Peter J. Katzenstein, Cornell University
Ji-Young Lee, The Great Power Next Door: The Past and Present of Chinese Military Intervention in the Korean Peninsula (under contract with Columbia University Press).
In the history of world politics, great powers have often deployed military forces across borders to influence outcomes in countries on their periphery. Yet China has rarely intervened militarily in Korea, and some were at the request of Korea, not against it. Why has China not tried to use force against Korea more frequently throughout history despite its superior military power? More puzzlingly, at times of great power competition over the Korean peninsula, why has China sometimes considered but decided against military intervention even in the face of external threats to itself? This project examines all of China’s military interventions in Korea in history and demonstrates that a definitive logic informed by geography exists in Chinese security policy making vis-à-vis the two Koreas.

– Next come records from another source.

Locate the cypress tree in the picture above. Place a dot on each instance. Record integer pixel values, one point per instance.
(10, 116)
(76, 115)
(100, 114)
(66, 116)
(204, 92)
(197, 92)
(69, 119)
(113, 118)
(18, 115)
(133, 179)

It argues that it was not just balance of power politics that affected Chinese intervention decisions. But, it mattered what Chinese policymakers believed who Korea was to them—a country whose identity was distinct from China that existed on its own. The book offers policy relevant insights for thinking about the future of geopolitics surrounding the Korean peninsula, such as China’s attitude toward the U.S.- South Korea alliance, China’s position toward Korean unification, and its approach toward North Korean nuclear and missile threats.